Deacons can also baptise, witness marriages, and preside at funerals or burial services. They may also be called upon to lead the celebration of the Liturgy of Hours, Eucharistic Adoration, and benedictions, and offer blessings in the name of the Church.
Deacons can be either married or unmarried, but an unmarried man may not get married after being ordained.
A married man looking to become a deacon must be able to demonstrate a stable marriage and family life. A man’s wife must give her consent and support for him to take on the ministry. It is also important that children should not be negatively impacted by their father’s commitment to the ministry.
Just like priests, deacons are assigned to parishes and tasks by the bishop, according to the needs of the diocese.

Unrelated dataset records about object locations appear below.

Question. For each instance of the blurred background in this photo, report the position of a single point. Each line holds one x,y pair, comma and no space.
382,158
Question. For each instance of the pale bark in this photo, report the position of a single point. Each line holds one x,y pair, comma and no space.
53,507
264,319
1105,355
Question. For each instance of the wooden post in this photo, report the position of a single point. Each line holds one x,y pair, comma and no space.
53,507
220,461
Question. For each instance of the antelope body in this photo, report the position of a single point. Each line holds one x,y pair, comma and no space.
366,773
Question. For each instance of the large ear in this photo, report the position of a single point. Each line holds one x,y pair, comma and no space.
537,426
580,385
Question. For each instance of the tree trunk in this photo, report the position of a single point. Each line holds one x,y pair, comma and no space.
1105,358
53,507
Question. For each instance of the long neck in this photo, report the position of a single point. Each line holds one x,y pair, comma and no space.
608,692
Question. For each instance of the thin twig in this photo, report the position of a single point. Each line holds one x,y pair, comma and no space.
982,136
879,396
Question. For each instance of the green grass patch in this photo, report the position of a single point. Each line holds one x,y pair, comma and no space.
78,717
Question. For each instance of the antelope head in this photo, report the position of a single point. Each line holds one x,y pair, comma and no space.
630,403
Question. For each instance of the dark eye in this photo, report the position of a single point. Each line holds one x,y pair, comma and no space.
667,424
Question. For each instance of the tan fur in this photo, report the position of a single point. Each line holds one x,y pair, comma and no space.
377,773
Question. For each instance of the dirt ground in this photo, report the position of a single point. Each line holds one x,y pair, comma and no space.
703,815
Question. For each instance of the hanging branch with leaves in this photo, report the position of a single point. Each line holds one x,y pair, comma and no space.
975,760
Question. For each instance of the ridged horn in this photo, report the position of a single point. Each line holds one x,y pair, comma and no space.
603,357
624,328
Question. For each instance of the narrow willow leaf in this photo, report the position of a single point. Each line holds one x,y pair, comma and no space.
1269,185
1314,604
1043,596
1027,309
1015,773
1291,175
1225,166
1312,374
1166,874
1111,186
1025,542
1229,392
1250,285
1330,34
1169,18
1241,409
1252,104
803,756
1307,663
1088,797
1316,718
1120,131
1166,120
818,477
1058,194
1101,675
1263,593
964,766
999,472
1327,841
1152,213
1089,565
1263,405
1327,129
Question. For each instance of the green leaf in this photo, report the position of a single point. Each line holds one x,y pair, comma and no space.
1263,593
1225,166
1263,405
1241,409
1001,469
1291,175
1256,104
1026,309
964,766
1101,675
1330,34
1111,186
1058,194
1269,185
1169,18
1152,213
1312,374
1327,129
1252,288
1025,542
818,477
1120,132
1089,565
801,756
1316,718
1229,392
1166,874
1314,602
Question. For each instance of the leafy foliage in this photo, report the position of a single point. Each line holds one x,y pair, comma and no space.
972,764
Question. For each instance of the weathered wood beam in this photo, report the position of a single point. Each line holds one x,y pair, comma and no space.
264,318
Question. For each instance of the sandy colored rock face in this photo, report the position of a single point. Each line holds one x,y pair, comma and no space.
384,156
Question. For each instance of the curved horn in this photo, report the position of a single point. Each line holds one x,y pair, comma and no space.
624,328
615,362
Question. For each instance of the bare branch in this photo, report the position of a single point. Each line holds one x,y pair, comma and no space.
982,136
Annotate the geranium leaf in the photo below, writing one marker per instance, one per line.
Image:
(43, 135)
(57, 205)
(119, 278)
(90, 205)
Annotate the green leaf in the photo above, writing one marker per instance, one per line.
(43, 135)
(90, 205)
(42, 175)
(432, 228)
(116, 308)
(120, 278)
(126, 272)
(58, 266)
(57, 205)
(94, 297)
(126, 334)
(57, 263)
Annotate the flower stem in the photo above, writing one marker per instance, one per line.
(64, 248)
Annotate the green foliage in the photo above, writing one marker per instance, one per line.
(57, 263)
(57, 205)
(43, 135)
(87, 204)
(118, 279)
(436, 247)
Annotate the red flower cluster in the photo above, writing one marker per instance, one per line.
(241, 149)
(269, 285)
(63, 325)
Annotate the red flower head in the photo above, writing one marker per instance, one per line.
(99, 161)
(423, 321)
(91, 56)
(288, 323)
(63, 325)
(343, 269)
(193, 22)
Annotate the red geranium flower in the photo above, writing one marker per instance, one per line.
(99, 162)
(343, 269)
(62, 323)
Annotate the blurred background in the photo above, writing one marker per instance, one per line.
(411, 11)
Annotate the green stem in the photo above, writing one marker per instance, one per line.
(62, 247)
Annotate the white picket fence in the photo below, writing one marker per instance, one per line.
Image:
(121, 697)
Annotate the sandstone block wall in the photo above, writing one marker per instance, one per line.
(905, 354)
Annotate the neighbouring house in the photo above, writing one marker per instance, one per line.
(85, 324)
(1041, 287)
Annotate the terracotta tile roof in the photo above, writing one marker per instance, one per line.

Usually, a deacon will be assigned to a parish close to his home. However, he may also be required to take on ministry – such as providing pastoral services in hospitals, prisons, nursing home etc. – outside that parish.
Although there are some shared duties between priests and deacons, the unique calling of each is very different. The role of deacons could help alleviate some of the heavy workload of priests, but healthy numbers of each are crucial to the life of the Church.